4/11/2004 12:54 PM
Presentation on Anticipatory Web Technology
OntologyStream Inc is quite different from other technology start-ups. Our technical and scientific know-how comes from an emerging community-based consensus regarding the technical need to separate (a) the measurement of invariance in data and (b) human annotation of the meaning of patterns of invariance.
A general scholarly consensus has not been achieved regarding the nature of human knowledge and the nature of relevant computer-based algorithms; such as those in artificial neural networks, genetic algorithms, natural language processing, machine translation, and machine learning. Those who would wish to design and operate computer-aided control of complex systems are hindered by the absence of scholarly agreement. Government and industry procurements have been very costly and often ineffective.
In particular the issues of precision and fidelity of computer-based representation of the human experience of knowledge are not fully delineated in a natural science paradigm. In some cases, what is delineated are various forms of science fiction, discredited by modern natural science but still taught by many computer science departments.
There are deep differences of opinion and yet very little effort undertaken to unify the natural sciences with computer science. In fact federal funding practices, over the past four decades, have all but required any natural science related to cognition or social phenomenon to have a formal foundation consistent with strict principles of reductionism. These funding practices ignore various advances in natural science, which strongly suggest that the type of formalism advocated by the great mathematician David Hilbert (1862-1943) and the traditions of logical positivism, simply fails to model the phenomenon of emergence.

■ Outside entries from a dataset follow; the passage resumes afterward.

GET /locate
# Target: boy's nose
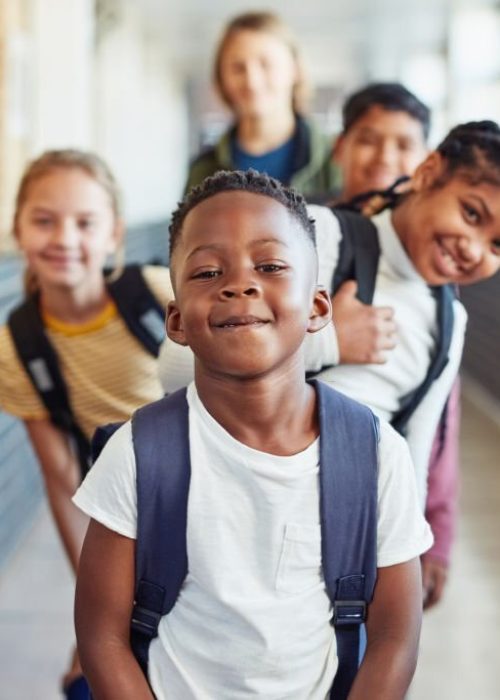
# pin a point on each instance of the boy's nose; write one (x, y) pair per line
(470, 250)
(235, 290)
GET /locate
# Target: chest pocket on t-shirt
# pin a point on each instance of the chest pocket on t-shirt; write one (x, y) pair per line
(299, 568)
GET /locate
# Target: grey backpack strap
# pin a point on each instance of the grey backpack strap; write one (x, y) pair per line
(41, 363)
(348, 501)
(161, 445)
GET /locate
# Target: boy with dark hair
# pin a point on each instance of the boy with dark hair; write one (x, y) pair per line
(253, 616)
(384, 135)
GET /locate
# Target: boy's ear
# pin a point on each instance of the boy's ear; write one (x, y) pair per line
(338, 148)
(174, 325)
(321, 311)
(428, 172)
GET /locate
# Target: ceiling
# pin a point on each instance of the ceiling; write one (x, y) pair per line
(342, 40)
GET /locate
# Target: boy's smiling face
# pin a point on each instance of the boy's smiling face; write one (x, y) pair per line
(379, 147)
(451, 230)
(245, 281)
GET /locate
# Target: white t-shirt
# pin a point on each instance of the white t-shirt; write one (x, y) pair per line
(383, 386)
(253, 616)
(380, 386)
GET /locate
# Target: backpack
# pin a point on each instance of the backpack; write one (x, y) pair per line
(348, 478)
(143, 316)
(359, 254)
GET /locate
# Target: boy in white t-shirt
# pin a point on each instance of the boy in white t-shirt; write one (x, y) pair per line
(249, 622)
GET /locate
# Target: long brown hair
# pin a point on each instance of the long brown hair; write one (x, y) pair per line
(274, 25)
(69, 159)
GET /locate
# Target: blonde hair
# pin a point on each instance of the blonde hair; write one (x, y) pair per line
(271, 24)
(70, 159)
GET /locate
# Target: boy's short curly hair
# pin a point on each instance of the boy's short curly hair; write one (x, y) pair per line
(393, 97)
(242, 181)
(473, 148)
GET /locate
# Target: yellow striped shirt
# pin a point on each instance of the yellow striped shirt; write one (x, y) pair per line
(107, 370)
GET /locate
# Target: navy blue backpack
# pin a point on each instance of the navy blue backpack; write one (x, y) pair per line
(348, 506)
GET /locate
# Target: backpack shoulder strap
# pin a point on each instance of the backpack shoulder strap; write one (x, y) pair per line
(348, 504)
(359, 253)
(161, 445)
(445, 296)
(41, 363)
(139, 308)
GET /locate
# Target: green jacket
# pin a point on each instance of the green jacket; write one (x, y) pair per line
(314, 173)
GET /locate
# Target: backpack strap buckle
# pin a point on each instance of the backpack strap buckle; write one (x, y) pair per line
(145, 621)
(349, 612)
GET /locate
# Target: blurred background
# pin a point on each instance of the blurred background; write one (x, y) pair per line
(132, 81)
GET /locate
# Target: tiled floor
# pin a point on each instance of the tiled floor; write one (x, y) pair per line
(460, 657)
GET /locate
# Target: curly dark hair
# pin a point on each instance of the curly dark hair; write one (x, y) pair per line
(393, 97)
(240, 181)
(474, 149)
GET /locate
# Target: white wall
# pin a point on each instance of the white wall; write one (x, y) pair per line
(62, 72)
(141, 123)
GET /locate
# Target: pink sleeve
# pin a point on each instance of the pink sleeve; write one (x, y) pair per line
(442, 495)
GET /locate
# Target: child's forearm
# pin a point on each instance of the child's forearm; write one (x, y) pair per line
(386, 671)
(113, 672)
(61, 475)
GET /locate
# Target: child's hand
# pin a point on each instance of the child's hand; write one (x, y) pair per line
(434, 576)
(364, 332)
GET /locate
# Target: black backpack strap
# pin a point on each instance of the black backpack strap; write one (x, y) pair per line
(42, 366)
(139, 308)
(161, 445)
(359, 253)
(445, 317)
(348, 502)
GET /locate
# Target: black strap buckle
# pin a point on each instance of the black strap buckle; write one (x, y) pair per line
(349, 612)
(145, 621)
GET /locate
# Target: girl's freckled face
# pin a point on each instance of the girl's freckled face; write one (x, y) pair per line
(66, 228)
(452, 234)
(258, 73)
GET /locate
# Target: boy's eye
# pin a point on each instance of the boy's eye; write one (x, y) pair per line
(270, 267)
(206, 274)
(85, 223)
(495, 244)
(471, 214)
(42, 221)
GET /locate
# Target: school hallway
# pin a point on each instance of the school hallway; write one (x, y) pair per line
(460, 651)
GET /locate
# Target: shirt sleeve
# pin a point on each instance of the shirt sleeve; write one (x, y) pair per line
(17, 394)
(402, 531)
(108, 493)
(423, 423)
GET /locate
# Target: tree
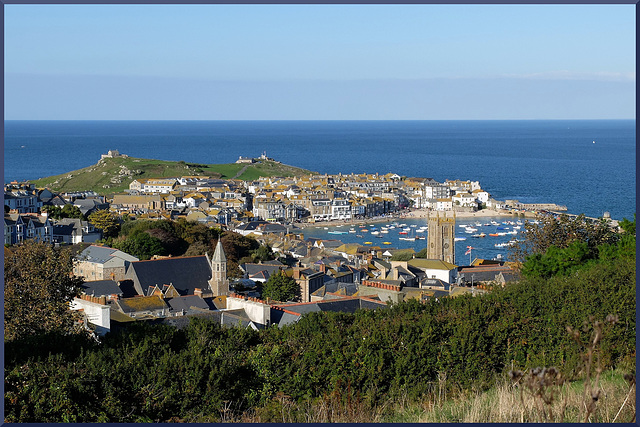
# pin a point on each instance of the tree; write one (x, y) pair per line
(561, 232)
(263, 253)
(557, 261)
(280, 287)
(140, 245)
(38, 286)
(106, 221)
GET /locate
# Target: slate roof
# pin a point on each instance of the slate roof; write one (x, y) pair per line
(431, 264)
(185, 273)
(225, 318)
(253, 269)
(102, 254)
(485, 273)
(138, 304)
(98, 288)
(187, 303)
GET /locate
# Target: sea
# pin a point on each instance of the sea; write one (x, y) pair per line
(587, 165)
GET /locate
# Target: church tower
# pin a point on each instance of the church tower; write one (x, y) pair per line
(440, 237)
(219, 283)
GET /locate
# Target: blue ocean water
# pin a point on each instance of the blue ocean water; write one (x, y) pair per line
(554, 161)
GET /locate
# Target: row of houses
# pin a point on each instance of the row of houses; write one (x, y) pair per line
(308, 198)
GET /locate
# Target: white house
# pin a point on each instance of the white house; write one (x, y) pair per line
(444, 204)
(436, 269)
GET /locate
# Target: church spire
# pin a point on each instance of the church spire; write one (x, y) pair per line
(218, 255)
(219, 283)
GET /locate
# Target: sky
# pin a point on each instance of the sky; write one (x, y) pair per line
(319, 62)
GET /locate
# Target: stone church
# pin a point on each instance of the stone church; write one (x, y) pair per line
(441, 236)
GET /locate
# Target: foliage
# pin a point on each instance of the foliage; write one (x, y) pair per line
(556, 261)
(335, 361)
(263, 253)
(106, 221)
(280, 287)
(236, 246)
(561, 232)
(140, 245)
(38, 287)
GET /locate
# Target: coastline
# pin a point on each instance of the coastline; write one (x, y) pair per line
(412, 214)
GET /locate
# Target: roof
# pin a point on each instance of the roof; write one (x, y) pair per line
(98, 288)
(218, 255)
(431, 264)
(184, 273)
(135, 304)
(187, 303)
(102, 254)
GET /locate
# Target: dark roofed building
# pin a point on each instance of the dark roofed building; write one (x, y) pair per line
(186, 274)
(142, 306)
(187, 305)
(102, 288)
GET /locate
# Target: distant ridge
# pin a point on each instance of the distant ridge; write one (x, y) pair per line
(114, 172)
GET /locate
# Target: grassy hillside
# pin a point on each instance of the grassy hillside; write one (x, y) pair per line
(504, 404)
(113, 175)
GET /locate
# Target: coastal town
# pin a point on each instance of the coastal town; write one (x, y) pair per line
(331, 275)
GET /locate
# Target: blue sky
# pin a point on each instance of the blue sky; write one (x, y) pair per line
(289, 62)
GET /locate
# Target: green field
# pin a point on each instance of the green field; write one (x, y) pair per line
(113, 175)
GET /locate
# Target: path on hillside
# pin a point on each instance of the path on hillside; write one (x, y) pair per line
(241, 171)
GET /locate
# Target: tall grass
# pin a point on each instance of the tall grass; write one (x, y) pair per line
(506, 404)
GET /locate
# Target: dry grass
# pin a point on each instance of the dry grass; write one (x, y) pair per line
(506, 404)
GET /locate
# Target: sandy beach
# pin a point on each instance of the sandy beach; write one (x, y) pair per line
(415, 213)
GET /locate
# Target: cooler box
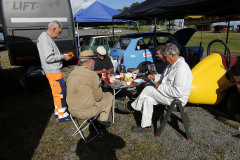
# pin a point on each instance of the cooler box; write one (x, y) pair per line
(195, 50)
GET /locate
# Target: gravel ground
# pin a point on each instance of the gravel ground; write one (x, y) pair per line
(29, 130)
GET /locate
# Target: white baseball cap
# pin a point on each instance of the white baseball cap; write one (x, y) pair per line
(101, 50)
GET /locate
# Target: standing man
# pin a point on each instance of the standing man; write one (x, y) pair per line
(51, 61)
(85, 97)
(174, 83)
(103, 63)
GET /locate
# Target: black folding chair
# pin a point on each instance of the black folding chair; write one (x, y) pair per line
(184, 116)
(83, 126)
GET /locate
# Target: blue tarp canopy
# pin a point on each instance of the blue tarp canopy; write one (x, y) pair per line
(96, 14)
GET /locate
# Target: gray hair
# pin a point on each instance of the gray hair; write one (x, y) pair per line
(170, 49)
(55, 23)
(81, 61)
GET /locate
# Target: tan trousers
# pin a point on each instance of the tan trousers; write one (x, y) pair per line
(103, 107)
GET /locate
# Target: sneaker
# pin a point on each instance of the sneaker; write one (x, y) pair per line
(127, 108)
(106, 124)
(66, 119)
(140, 129)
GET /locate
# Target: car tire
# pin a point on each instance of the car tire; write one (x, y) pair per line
(144, 64)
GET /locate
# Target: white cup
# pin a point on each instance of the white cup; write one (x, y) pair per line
(134, 76)
(128, 83)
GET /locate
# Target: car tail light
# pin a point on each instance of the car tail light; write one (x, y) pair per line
(122, 59)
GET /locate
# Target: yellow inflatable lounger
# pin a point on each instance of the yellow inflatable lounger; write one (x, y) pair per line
(209, 77)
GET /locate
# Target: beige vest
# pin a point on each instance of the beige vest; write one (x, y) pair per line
(83, 91)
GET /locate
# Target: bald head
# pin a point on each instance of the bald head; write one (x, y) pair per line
(54, 29)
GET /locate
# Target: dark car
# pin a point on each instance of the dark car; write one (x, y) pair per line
(91, 42)
(137, 49)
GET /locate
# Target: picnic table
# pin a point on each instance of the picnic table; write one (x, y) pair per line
(118, 86)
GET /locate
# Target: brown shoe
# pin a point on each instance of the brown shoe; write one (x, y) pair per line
(140, 129)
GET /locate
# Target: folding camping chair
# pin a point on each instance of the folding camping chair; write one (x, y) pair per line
(184, 116)
(84, 125)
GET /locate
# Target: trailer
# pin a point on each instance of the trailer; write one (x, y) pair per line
(23, 21)
(21, 24)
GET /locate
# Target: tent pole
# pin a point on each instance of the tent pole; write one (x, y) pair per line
(155, 32)
(137, 26)
(113, 27)
(201, 37)
(227, 34)
(169, 26)
(228, 31)
(78, 40)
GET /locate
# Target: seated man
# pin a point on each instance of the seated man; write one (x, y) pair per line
(174, 83)
(103, 63)
(84, 94)
(159, 63)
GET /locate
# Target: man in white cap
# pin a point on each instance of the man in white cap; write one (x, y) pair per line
(103, 63)
(85, 97)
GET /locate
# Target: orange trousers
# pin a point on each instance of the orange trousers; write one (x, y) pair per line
(59, 94)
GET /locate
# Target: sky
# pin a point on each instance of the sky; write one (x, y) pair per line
(115, 4)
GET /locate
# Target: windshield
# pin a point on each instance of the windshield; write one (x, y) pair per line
(87, 41)
(122, 44)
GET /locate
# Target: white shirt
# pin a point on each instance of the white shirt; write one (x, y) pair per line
(176, 81)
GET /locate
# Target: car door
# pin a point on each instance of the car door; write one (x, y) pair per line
(100, 41)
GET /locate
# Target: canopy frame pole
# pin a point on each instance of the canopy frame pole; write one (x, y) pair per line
(201, 36)
(113, 27)
(228, 31)
(155, 32)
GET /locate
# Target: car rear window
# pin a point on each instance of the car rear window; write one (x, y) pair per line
(122, 44)
(100, 41)
(87, 41)
(112, 41)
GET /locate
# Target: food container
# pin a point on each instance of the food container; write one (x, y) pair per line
(128, 83)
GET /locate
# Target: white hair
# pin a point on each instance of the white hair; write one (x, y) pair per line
(81, 61)
(55, 23)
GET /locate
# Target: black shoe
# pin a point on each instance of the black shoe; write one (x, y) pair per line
(66, 119)
(125, 108)
(140, 129)
(106, 124)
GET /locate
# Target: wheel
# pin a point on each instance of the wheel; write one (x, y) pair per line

We agree that some degree of reduction to formalism is valuable, but we also point to works by many scholars regarding the fundamental differences between engineered systems and natural living systems. The role of reductionism to a strict formalism is a difficult point to address unless there is a proper educational background on which to build. But without an understanding of natural complexity, often found in conjunction with emergence, certain control problems are not addressable. Often, the current practice is to introduce statistical models where the acquisition of data excludes specific information about individual differences, and thus removes a formal path to the phenomenon under study.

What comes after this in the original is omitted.